PSP-Element (Produkt)

I1.500002.525

 

 

  1. Gemeinde Emstek – Gewerbegebiet Schneiderkrug

 

Die Gemeinde Emstek hat mit Schreiben vom 12.03.2010 beantragt, für die Herstellung einer neuen Regenwasserkanalisation und die Anlegung eines Regenrückhaltebeckens im Bebauungsplan 112 im Gewerbegebiet Schneiderkrug Wirtschaftsförderungsmittel zur Verfügung zu stellen.

 

Die Fa. Nordfrost Kühl- und Lagerhaus GmbH & Co.
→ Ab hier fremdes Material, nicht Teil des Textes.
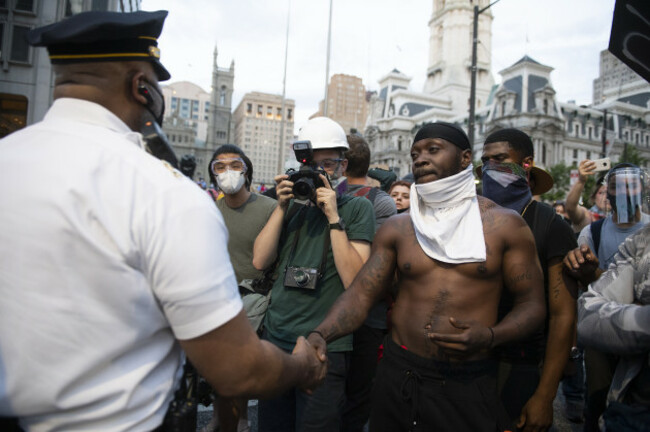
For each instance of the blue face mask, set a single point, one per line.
(506, 184)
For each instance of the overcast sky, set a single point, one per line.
(369, 39)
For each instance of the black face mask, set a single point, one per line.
(155, 101)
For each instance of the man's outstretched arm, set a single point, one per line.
(537, 414)
(351, 308)
(522, 276)
(237, 363)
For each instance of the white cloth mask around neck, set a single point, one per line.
(447, 219)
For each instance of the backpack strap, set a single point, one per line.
(372, 194)
(596, 228)
(369, 192)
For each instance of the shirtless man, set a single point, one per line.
(436, 371)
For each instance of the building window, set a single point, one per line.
(100, 5)
(19, 45)
(2, 32)
(25, 6)
(13, 113)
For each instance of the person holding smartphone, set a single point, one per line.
(580, 216)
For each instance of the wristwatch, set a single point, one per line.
(340, 225)
(575, 353)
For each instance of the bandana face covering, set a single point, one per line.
(506, 185)
(447, 219)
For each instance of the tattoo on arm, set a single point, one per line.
(351, 308)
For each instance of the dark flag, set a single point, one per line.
(630, 37)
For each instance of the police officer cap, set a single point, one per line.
(104, 36)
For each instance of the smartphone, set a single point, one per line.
(602, 164)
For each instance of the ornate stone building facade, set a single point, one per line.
(258, 120)
(525, 99)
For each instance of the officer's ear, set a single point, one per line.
(140, 89)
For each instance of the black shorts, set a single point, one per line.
(413, 393)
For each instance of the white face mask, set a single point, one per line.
(230, 182)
KG erweitert derzeit auf dem Betriebsgelände Emsteker Straße 4-6 in Schneiderkrug den vorhandenen Betrieb um mehrere Gebäudeteile (Tiefkühllager, Frischelager, Büro- und Sozialräume).

 

Die durch die erhebliche Neuversiegelung anfallenden Wassermengen der Oberflächenentwässerung können nur zu einem geringen Teil auf dem eigenen Grundstück zurückgehalten werden. Der überwiegende Teil des anfallenden Wassers wird den öffentlichen Entwässerungsanlagen zugeführt. Bei den vorhandenen Entwässerungsanlagen handelt es sich im wesentlichen um Straßenentwässerungseinrichtungen und Grabenverrohrungen, die mit den Straßenbaumaßnahmen des Bundes sukzessive angelegt wurden. Da diese zur ordnungsgemäßen Oberflächenentwässerung unzureichend sind, wurde die Gemeinde Emstek im Rahmen des Baugenehmigungsverfahrens zur Ansiedlung der Fa. Nordfrost verpflichtet, Maßnahmen zur ordnungsgemäßen Regenwasserbeseitigung zu planen und umzusetzen.

 

Für die Sicherstellung der ordnungsgemäßen Entwässerung ist die Anlegung eines  Regenrückhaltebecken mit den entsprechenden Zu- und Ableitungen erforderlich.

 

Neben den zu versiegelnden Flächen für das Ansiedlungsvorhaben Nordfrost werden durch die Maßnahme noch weitere Gewerbeflächen sowie sonstige Flächen der Gemeinde Emstek entwässert. Bei den gewerblichen Flächen handelt es sich u.a. um das Betriebsgelände der Firma GS agri eG.

 

Für die Herstellung der Entwässerungsleitungen einschl. der Anlage des Regenrückhaltesystems sind Gesamtkosten in Höhe von 524.230,00 Euro veranschlagt. Der auf die gewerblich genutzten Flächen entfallende Kostenanteil beläuft sich auf 286.200,00 Euro. 

Die Gemeinde Emstek beantragt hierzu einen Zuschuss aus Wirtschaftsförderungsmitteln des Landkreises.

 

Die Höhe des Zuschusses ist abhängig von der neuen Zuwendungsregelung des Landkreises für wirtschaftsnahe Infrastrukturmaßnahmen.